FI.2008.0137
CDAP - FI.2008.0137 - 2009-04-16 - X.________ c/Administration cantonale des impôts, Administration fédérale des contributions
16 avril 2009Français12 min
Source vd.ch
aperçu avant l'impression
N° affaire:
FI.2008.0137
Autorité:, Date décision:
CDAP, 16.04.2009
Juge:
REB
Greffier:
CAS
Publication (revue juridique):
Ref. TF:
Nom des parties contenant:
X.________ c/Administration cantonale des impôts, Administration fédérale des contributions
MOTIF DE RÉVISION
LPA-VD-100
Résumé contenant:
La fixation des pénalités par l'autorité intimée alors que le contexte des marchés financiers est défavorable et l'absence de moyens du recourant pour s'en acquitter ne constituent pas des faits nouveaux de nature à remettre en cause l'arrêt rendu par la Cour de céans en 2008. Recours rejeté.
TRIBUNAL CANTONAL
COUR DE DROIT ADMINISTRATIF ET PUBLIC
Arrêt du 16 avril 2009
Composition
M. Rémy Balli, président; MM. Guy Dutoit et Alain Maillard, assesseurs;
Mme Caroline Rohrbasser, greffière.
Recourant
A.________, à 1.********, représenté par la fiduciaire Michel Favre SA, à Lausanne.
Autorité intimée
Administration
cantonale des impôts.
Autorité concernée
Administration
fédérale des contributions, Division principale
DAT.
Objet
Impôt cantonal et communal
(soustraction), Impôt fédéral direct (soustraction);
Recours A.________ c/ décision de
l'Administration cantonale des impôts du 19 novembre 2008 (prononcés
d'amendes, ICC, IFD - périodes fiscales 1995-2002).
Vu les faits suivants
A.
Le 12 avril 2007, l'Administration
cantonale des impôts (ci-après: ACI) a adressé à A.________ une décision de
rappel d'impôts, taxation définitive et prononcé d'amendes.
B.
A.________ a formé une réclamation contre cette
décision que l'ACI a rejetée par décision du 13 septembre 2007.

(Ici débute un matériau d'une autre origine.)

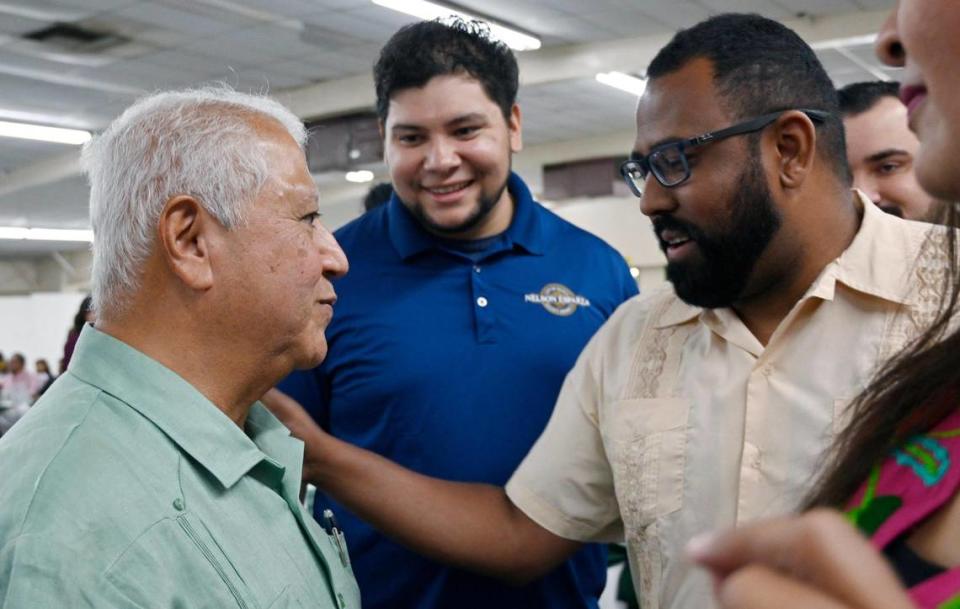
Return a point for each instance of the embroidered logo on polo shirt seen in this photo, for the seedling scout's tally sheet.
(558, 299)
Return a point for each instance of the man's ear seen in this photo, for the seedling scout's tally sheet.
(515, 127)
(795, 145)
(185, 240)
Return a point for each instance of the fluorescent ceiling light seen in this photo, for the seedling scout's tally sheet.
(20, 233)
(359, 177)
(624, 82)
(57, 135)
(850, 41)
(516, 40)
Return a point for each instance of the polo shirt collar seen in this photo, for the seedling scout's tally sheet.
(525, 230)
(188, 418)
(878, 262)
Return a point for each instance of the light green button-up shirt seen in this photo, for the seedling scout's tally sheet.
(125, 487)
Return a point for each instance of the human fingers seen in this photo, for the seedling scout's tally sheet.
(818, 548)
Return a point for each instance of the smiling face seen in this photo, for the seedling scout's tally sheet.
(881, 151)
(926, 31)
(448, 147)
(714, 227)
(277, 267)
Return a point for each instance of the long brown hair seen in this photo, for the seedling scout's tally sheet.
(909, 395)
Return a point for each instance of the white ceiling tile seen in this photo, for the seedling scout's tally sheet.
(761, 7)
(818, 7)
(97, 5)
(178, 20)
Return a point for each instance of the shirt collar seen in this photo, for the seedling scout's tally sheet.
(525, 230)
(181, 412)
(878, 262)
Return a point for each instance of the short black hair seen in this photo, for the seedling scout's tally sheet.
(760, 66)
(861, 96)
(423, 50)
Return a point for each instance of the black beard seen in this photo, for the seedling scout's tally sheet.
(717, 274)
(484, 206)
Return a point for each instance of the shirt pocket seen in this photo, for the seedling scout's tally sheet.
(288, 599)
(198, 533)
(646, 441)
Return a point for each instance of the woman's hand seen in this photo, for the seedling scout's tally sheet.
(813, 561)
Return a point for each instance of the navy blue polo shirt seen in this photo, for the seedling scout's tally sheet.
(449, 362)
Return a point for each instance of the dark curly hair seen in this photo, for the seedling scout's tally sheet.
(421, 51)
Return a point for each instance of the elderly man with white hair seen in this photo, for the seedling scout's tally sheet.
(149, 475)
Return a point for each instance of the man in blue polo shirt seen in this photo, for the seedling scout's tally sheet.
(466, 305)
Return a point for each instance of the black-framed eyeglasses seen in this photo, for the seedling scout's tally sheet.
(669, 164)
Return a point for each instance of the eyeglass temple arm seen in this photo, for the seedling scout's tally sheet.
(756, 124)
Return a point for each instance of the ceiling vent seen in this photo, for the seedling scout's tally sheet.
(584, 178)
(344, 143)
(72, 38)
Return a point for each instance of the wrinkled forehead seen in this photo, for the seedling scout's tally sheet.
(679, 105)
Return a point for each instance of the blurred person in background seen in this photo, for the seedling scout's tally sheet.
(19, 386)
(881, 151)
(18, 390)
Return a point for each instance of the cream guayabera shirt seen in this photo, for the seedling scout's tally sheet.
(676, 420)
(125, 488)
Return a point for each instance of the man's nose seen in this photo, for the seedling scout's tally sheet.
(441, 155)
(657, 199)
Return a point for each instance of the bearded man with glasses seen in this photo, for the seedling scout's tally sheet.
(709, 403)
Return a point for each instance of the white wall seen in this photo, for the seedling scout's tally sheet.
(618, 221)
(37, 324)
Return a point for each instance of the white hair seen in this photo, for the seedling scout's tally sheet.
(197, 142)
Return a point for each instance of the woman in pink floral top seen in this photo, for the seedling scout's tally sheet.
(895, 471)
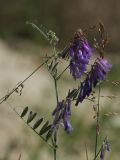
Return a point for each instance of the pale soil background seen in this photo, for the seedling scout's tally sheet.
(15, 137)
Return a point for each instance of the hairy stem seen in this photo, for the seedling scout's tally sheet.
(22, 82)
(97, 124)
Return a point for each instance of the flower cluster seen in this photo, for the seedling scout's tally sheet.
(62, 114)
(105, 147)
(80, 53)
(98, 73)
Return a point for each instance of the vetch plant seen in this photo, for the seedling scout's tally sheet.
(78, 54)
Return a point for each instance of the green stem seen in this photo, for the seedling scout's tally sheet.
(97, 124)
(55, 134)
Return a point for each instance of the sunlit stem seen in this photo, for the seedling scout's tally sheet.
(97, 123)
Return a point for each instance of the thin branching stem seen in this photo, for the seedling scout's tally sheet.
(87, 158)
(22, 82)
(97, 124)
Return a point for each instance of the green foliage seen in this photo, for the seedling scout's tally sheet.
(35, 124)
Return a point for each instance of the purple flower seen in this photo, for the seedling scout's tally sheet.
(105, 147)
(98, 73)
(62, 114)
(99, 70)
(80, 53)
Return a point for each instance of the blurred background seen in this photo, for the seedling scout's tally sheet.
(21, 49)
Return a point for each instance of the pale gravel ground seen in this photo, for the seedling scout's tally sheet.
(14, 67)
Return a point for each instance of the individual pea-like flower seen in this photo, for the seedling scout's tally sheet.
(62, 114)
(98, 73)
(105, 147)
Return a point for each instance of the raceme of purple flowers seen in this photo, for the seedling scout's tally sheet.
(61, 115)
(80, 53)
(98, 73)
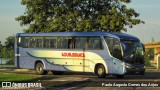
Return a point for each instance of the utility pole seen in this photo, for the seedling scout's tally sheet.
(1, 52)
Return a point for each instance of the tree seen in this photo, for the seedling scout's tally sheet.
(9, 43)
(77, 15)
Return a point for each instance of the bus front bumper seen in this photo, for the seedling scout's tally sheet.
(135, 69)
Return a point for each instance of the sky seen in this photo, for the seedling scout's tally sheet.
(148, 10)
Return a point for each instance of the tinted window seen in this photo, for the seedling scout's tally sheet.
(80, 42)
(50, 42)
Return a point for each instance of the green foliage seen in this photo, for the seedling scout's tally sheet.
(7, 50)
(77, 15)
(149, 55)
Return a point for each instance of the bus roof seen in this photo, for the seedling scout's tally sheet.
(121, 36)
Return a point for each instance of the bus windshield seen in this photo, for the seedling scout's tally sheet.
(133, 52)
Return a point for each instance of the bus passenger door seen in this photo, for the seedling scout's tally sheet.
(117, 58)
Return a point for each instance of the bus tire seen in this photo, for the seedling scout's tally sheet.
(142, 72)
(120, 76)
(101, 72)
(57, 72)
(40, 69)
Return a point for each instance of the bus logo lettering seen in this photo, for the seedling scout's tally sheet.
(73, 54)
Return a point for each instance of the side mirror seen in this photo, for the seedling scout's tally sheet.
(143, 47)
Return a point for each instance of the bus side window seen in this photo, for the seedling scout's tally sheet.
(33, 42)
(26, 42)
(53, 43)
(94, 43)
(64, 43)
(39, 42)
(23, 42)
(110, 41)
(80, 42)
(117, 50)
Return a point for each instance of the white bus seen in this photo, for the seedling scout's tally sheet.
(99, 52)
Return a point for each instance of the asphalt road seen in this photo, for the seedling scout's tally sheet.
(79, 81)
(149, 81)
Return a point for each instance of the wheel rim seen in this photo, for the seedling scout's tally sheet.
(39, 68)
(100, 71)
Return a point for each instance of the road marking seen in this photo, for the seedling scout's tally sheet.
(78, 86)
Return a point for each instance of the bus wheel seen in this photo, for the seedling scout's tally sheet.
(57, 72)
(142, 72)
(40, 69)
(120, 76)
(101, 72)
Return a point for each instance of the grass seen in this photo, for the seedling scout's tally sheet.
(151, 67)
(15, 77)
(18, 77)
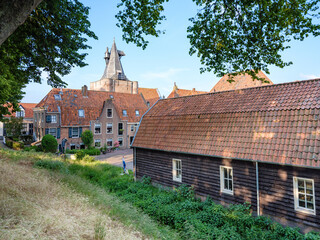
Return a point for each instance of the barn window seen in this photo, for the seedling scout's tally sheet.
(226, 179)
(176, 170)
(304, 199)
(97, 128)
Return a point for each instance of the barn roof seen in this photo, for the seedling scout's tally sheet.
(276, 123)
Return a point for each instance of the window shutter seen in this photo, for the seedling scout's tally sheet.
(80, 131)
(48, 118)
(58, 133)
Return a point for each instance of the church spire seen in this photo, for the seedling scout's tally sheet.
(113, 68)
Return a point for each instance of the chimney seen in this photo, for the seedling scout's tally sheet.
(84, 91)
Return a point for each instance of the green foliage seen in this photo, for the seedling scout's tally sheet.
(87, 138)
(16, 145)
(49, 143)
(51, 40)
(13, 126)
(88, 158)
(80, 154)
(230, 37)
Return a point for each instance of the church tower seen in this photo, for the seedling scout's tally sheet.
(113, 78)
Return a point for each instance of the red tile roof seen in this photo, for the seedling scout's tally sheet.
(184, 92)
(240, 82)
(277, 123)
(73, 100)
(151, 95)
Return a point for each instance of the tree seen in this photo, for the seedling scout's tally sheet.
(49, 41)
(229, 36)
(87, 138)
(49, 143)
(12, 14)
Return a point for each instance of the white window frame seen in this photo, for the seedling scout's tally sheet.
(175, 176)
(75, 136)
(95, 129)
(296, 196)
(111, 112)
(120, 145)
(107, 128)
(81, 112)
(53, 118)
(222, 178)
(95, 141)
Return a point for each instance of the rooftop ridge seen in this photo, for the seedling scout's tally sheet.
(246, 89)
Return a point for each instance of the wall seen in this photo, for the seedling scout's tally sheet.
(275, 183)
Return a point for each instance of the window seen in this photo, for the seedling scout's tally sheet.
(54, 118)
(304, 199)
(97, 143)
(120, 129)
(226, 179)
(20, 113)
(109, 127)
(109, 142)
(109, 113)
(53, 132)
(176, 170)
(97, 128)
(75, 132)
(120, 140)
(57, 97)
(81, 112)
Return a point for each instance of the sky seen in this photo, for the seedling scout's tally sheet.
(166, 59)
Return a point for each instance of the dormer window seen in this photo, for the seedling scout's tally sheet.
(57, 97)
(81, 112)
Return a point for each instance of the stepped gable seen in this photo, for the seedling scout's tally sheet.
(277, 123)
(92, 103)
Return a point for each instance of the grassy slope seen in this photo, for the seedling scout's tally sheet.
(48, 205)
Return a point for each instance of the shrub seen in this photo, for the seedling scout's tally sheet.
(80, 154)
(49, 143)
(88, 158)
(87, 138)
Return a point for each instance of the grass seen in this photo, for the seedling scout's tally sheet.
(40, 204)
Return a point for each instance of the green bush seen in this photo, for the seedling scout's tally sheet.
(88, 158)
(80, 154)
(49, 143)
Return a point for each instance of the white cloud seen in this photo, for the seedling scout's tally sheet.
(310, 76)
(165, 75)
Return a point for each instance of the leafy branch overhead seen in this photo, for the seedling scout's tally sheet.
(49, 41)
(229, 36)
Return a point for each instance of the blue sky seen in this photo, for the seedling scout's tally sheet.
(166, 59)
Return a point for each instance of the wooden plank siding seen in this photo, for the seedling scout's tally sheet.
(203, 172)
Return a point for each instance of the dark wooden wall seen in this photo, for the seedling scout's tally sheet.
(276, 182)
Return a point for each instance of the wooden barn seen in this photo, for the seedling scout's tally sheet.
(258, 145)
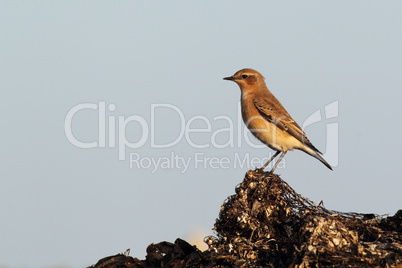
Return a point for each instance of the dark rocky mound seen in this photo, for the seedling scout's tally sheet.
(267, 224)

L'ACI a notamment retenu que la
faute commise par A.________ devait être qualifiée de moyenne et confirmé le
montant des amendes infligées.
C.
A.________ s'est pourvu contre cette décision
devant la Cour de droit administratif et public du Tribunal cantonal (ci-après:
CDAP) en prenant les conclusions suivantes:
"1. Admettre le recours.
2. Supprimer les reprises opérées par
l'Administration cantonale des impôts pour les années 1995/1996 à 2002 dans la
mesure des arguments développés point par point ci-avant."
D.
Par arrêt du 9 juillet 2008 (FI.2007.0137),
la CDAP a partiellement admis le recours de A.________ et annulé la décision de
l'ACI du 13 septembre 2007, le dossier lui étant retourné pour qu'elle
rende une nouvelle décision dans le sens des considérants.

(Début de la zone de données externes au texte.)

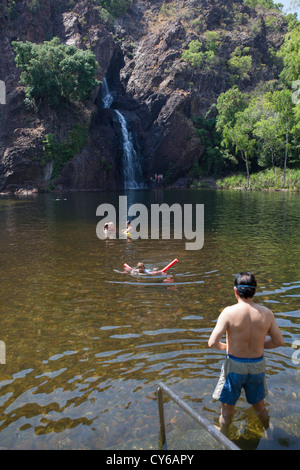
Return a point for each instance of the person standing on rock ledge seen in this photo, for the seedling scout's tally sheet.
(246, 325)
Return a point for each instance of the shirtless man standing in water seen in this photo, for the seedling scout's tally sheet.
(247, 326)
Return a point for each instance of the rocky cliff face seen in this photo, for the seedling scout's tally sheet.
(156, 90)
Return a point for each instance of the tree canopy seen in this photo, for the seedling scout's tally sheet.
(55, 73)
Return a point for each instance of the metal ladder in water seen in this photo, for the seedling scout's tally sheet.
(221, 438)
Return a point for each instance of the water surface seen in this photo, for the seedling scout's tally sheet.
(86, 345)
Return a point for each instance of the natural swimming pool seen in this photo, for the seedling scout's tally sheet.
(86, 345)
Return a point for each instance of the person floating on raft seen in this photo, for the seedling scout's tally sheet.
(128, 229)
(141, 269)
(109, 230)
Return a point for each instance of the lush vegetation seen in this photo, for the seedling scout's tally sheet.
(114, 7)
(266, 179)
(250, 131)
(55, 73)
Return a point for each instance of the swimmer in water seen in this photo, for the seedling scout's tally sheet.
(141, 269)
(109, 230)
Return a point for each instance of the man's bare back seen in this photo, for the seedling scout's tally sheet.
(246, 325)
(250, 328)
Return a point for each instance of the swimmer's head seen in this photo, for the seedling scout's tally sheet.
(140, 267)
(245, 285)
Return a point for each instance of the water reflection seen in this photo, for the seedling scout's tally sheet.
(86, 344)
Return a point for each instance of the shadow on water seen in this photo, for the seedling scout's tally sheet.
(86, 345)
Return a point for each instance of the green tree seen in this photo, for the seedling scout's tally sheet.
(269, 130)
(240, 136)
(281, 102)
(290, 54)
(228, 104)
(240, 62)
(55, 73)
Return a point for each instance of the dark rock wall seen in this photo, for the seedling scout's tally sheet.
(141, 56)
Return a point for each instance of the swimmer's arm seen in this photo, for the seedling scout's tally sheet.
(274, 339)
(217, 333)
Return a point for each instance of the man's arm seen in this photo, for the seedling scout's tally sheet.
(275, 337)
(218, 332)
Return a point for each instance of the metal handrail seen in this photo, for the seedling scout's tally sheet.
(226, 443)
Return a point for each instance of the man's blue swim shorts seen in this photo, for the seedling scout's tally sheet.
(238, 373)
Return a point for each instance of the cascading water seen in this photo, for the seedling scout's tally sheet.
(133, 177)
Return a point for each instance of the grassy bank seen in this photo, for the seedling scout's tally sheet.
(264, 180)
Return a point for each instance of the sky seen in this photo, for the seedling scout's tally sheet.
(290, 6)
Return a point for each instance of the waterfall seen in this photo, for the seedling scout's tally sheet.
(133, 176)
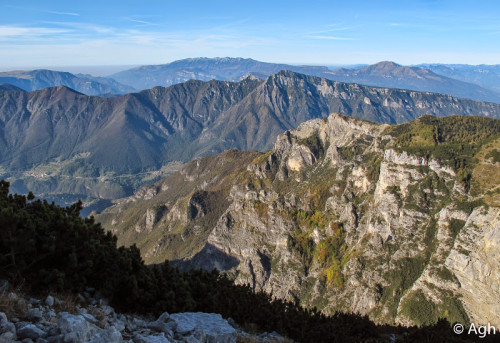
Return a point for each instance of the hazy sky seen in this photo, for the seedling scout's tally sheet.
(64, 33)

Préalablement, la CDAP a constaté
que A.________ ne faisait valoir aucun argument contre les amendes infligées
pour soustraction fiscale, notamment quant à leur montant ou à l'appréciation
de la faute. Partant, l'objet du litige ne portait que sur les rappels et
reprises d'impôt. La CDAP a également relevé que, dans le mesure où les amendes
sont directement liées aux montants des reprises ou des rappels, l'ACI devrait
le cas échéant les adapter aux nouveaux rappels et taxations définitives (cf.
consid. 2).
Sur le fond, la CDAP a admis la
diminution d'un montant de 452 fr. 61 de la reprise 1.01 concernant les
frais de représentation et de voyage sur l'année de calcul 1996 et la réduction
de 11'500 fr. à 7'900 fr. de la reprise 2.01 concernant les frais
forfaitaires pour les années de calcul 1999-2000 (cf. consid. 5).

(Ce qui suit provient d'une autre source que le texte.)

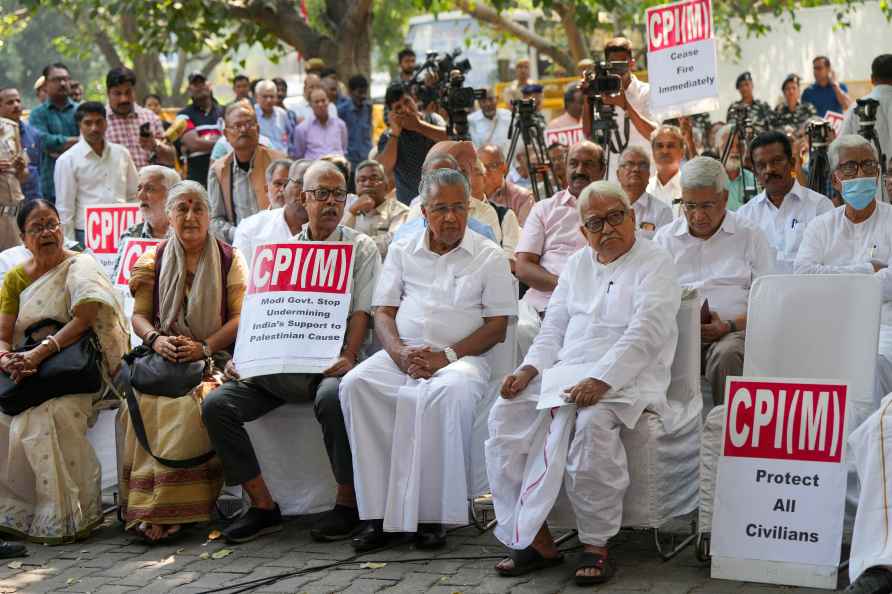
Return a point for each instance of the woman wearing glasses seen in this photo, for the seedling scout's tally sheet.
(182, 325)
(50, 476)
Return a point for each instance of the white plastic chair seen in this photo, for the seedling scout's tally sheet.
(811, 327)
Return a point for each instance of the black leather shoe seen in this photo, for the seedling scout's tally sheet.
(876, 580)
(430, 536)
(8, 550)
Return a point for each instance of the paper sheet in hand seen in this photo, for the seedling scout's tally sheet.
(556, 380)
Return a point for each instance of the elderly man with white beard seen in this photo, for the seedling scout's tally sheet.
(443, 300)
(609, 334)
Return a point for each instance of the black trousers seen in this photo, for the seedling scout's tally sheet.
(229, 407)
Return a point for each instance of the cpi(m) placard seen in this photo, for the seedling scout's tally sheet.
(681, 59)
(781, 485)
(103, 228)
(295, 310)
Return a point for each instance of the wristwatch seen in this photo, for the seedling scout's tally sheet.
(451, 355)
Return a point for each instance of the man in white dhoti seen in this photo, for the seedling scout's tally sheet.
(856, 238)
(443, 300)
(609, 337)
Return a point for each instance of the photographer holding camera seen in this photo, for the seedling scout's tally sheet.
(632, 101)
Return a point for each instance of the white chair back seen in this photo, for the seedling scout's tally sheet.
(815, 327)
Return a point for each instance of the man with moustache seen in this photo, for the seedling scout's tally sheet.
(236, 183)
(550, 236)
(784, 209)
(236, 402)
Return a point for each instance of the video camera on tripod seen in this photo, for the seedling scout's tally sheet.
(527, 124)
(606, 80)
(441, 79)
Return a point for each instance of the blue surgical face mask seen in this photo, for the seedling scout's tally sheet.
(859, 192)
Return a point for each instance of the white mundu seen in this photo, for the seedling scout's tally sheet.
(835, 245)
(619, 321)
(410, 438)
(785, 226)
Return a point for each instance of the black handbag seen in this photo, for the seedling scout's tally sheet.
(73, 370)
(149, 372)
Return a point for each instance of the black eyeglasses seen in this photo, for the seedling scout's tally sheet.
(323, 194)
(614, 217)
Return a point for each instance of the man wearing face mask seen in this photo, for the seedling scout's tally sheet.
(857, 238)
(784, 209)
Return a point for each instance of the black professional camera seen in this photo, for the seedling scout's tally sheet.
(818, 132)
(606, 79)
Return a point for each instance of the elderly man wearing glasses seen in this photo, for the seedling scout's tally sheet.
(609, 334)
(720, 254)
(856, 238)
(229, 407)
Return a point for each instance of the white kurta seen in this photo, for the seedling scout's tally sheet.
(872, 536)
(410, 438)
(723, 267)
(619, 319)
(785, 226)
(833, 244)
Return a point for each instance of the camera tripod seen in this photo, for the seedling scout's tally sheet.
(525, 124)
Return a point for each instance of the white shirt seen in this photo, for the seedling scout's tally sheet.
(723, 267)
(490, 131)
(267, 226)
(785, 226)
(650, 215)
(667, 192)
(84, 178)
(442, 299)
(833, 244)
(618, 317)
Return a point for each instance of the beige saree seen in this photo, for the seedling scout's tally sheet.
(49, 474)
(151, 492)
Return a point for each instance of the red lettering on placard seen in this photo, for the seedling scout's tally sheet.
(313, 267)
(135, 248)
(785, 420)
(105, 224)
(673, 25)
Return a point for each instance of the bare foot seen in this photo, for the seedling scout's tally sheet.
(592, 571)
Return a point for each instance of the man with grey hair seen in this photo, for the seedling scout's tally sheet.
(273, 120)
(275, 224)
(667, 143)
(153, 184)
(236, 402)
(856, 238)
(444, 299)
(633, 173)
(373, 213)
(720, 254)
(610, 333)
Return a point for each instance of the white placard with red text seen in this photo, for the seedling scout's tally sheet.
(103, 228)
(681, 59)
(566, 136)
(781, 485)
(295, 311)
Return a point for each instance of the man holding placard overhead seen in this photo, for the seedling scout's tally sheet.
(602, 357)
(444, 300)
(229, 407)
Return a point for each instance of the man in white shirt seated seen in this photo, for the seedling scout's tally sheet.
(784, 208)
(668, 147)
(443, 299)
(610, 331)
(720, 254)
(93, 172)
(275, 224)
(633, 173)
(856, 238)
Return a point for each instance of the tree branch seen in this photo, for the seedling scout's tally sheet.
(488, 15)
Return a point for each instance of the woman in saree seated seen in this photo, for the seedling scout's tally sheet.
(50, 489)
(186, 309)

A.________ n'a pas recouru contre
cet arrêt.
E.
Le 19 novembre 2008, l'ACI a notifié à
A.________ une "nouvelle décision sur déclamation en exécution de l'arrêt
du Tribunal cantonal, Cour de droit administratif et public du 9 juillet
2008". Elle a fixé le montant des amendes comme suit:
Impôt cantonal et communal
a) 45'000 fr. pour les
soustractions d'impôt cantonal et communal commises durant la période fiscale
1995-1996;
b) 54'700 fr. pour les
soustractions d'impôt cantonal et communal commises durant la période fiscale
1997-1998;
c) 8'008 fr. pour les
soustractions d'impôt cantonal et communal commises durant la période fiscale
1999-2000;
d) 3'400 fr. pour les
soustractions d'impôt cantonal et communal tentées durant la période fiscale
2001-2002.
Impôt
fédéral direct
a)
19'400 fr. pour les soustractions d'impôt fédéral direct commises durant
la période fiscale 1995-1996;
b) 23'600 fr. pour les soustractions
d'impôt fédéral commises durant la période fiscale 1997-1998;
c) 12'600 fr. pour les
soustractions d'impôt fédéral commises durant la période fiscale 1997-2000;
d) 1'400 fr. pour les
soustractions d'impôt fédéral direct tentées durant la période fiscale
2001-2002.
F.
A.________ a recouru contre cette décision en
prenant les conclusions suivantes:
"1. Admettre le recours.
2. Réexaminer le calcul des amendes et
ramener la quote-part de ces dernières à 0,5."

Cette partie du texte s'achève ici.